To round this thread off the cause of the vibration was a failed UK bearing in the front prop shaft double Cardon Joint. I think it had possibly started to freeze due to water ingress and showed itself a couple of days ago when I checked it for the umpteenth time.
I ordered a repair kit and mysteriously it's about a millimetre too wide and I can't get the second circlip in. I'll have to take it up with the supplier.
But this belatedly rounds off this thread.
I found with mine I could check it all day long on the vehicle and it seemed ok.
Took it off and play was immediately apparent.
Feckin thing!
 
Has anyone done the centre three bearings/bushes? I have a 35 tonne press so hopefully I can get away with not having to shell out for the whole thing.

In case you haven't done these yet, I've done them using a manual flypress at work and it done it no problem, so yours should do it.
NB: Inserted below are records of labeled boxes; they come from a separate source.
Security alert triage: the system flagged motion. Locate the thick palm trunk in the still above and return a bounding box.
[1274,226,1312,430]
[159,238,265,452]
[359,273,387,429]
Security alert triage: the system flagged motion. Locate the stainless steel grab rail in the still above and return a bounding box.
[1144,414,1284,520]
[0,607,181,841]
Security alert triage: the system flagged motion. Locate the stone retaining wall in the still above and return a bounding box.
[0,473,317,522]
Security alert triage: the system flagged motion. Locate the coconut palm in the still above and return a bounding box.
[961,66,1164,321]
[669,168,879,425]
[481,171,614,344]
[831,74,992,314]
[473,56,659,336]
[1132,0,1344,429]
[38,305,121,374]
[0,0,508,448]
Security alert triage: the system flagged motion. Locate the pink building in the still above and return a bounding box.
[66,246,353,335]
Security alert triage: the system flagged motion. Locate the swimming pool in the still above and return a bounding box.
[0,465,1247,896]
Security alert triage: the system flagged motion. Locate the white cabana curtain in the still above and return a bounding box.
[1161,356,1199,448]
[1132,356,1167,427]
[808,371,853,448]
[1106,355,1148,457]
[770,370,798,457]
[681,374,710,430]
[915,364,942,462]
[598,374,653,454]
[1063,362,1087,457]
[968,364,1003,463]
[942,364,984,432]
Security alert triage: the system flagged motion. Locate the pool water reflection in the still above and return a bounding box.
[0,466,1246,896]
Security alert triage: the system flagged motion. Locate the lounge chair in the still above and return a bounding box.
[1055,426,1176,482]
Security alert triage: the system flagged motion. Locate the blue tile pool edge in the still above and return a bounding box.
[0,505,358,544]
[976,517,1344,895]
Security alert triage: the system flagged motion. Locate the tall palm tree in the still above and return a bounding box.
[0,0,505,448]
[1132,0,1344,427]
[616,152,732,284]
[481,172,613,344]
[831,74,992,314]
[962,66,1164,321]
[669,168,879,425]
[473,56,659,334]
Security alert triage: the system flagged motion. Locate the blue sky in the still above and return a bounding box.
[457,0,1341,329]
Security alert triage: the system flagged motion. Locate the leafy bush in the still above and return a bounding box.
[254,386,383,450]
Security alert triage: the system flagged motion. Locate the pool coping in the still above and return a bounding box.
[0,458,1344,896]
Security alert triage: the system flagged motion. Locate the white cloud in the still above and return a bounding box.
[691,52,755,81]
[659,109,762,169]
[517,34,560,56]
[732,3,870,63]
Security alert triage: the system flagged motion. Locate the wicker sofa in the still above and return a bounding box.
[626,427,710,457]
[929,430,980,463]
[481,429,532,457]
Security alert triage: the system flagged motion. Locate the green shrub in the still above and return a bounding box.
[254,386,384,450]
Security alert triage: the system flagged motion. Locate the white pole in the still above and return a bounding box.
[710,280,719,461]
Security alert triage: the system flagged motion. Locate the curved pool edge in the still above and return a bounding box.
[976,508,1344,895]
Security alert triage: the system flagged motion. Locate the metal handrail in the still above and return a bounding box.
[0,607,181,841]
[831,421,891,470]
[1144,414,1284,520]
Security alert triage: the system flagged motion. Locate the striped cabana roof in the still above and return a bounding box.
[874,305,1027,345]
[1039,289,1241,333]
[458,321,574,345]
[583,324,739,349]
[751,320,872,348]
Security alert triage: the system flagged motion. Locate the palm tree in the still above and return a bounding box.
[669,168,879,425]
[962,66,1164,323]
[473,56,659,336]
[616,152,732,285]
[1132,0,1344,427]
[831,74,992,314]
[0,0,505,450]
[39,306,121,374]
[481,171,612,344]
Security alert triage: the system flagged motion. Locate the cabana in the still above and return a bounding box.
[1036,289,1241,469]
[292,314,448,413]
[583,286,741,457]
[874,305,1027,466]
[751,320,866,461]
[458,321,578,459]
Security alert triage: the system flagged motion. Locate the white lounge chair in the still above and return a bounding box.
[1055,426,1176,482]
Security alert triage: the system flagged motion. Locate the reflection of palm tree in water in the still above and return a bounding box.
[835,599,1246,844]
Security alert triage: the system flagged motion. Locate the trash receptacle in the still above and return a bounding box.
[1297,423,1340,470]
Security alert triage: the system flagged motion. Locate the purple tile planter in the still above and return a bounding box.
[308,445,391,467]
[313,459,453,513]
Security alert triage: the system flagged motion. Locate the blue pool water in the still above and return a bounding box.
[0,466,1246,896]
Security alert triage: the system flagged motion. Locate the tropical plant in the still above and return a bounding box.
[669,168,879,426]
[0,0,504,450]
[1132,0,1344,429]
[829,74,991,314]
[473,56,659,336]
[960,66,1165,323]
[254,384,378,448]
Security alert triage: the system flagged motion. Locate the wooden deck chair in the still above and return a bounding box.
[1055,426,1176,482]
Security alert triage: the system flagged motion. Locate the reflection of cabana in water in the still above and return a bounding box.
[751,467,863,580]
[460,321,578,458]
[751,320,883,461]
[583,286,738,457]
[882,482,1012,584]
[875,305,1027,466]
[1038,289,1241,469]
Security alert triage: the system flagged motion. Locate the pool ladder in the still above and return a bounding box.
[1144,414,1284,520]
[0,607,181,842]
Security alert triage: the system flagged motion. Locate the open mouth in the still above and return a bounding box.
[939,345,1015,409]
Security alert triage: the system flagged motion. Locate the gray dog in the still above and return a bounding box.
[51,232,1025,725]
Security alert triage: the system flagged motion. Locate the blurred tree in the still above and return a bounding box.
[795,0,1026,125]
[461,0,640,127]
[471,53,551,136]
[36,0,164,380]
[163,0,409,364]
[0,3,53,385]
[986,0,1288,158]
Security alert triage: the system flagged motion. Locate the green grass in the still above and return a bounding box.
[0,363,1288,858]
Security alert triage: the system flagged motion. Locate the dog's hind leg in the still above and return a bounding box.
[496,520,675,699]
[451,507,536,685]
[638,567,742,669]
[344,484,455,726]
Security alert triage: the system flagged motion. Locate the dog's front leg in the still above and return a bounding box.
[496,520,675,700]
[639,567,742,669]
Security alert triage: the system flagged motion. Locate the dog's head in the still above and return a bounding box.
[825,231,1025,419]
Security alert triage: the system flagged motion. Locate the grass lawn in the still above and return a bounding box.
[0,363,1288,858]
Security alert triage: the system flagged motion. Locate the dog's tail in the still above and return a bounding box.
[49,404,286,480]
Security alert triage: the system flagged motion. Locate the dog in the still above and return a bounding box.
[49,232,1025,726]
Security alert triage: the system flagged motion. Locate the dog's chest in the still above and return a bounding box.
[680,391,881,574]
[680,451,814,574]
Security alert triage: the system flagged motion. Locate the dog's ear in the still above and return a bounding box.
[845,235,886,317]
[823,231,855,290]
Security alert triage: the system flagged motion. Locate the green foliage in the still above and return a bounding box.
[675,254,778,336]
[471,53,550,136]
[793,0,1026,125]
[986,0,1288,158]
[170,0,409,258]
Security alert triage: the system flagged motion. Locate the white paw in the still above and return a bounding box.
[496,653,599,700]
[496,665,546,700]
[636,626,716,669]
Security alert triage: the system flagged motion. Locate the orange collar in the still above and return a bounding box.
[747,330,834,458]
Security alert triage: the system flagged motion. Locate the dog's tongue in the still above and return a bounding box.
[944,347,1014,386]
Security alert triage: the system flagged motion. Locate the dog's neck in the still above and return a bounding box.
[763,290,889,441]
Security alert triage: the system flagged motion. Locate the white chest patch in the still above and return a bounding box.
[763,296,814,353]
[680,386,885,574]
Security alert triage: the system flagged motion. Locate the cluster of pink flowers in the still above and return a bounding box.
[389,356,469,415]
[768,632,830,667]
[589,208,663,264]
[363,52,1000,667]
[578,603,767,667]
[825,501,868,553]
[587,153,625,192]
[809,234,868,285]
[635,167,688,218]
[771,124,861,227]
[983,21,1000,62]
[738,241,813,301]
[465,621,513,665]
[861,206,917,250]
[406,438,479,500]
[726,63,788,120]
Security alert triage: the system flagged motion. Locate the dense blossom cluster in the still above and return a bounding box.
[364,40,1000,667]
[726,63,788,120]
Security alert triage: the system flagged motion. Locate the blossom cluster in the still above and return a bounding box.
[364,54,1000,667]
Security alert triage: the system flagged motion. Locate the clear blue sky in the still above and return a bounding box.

Buy genuine though (not cheap) as was told the cheap ones fail very quickly
 
In case you haven't done these yet, I've done them using a manual flypress at work and it done it no problem, so yours should do it. Buy genuine though (not cheap) as was told the cheap ones fail very quickly
I have already done them thanks. I used my hydraulic press as our fly press is usually set up to do other jobs. Interesting that the fly press worked well though. I'm always worried that I won't have enough control but this is possibly as we tend to use ours for small press stamping jobs.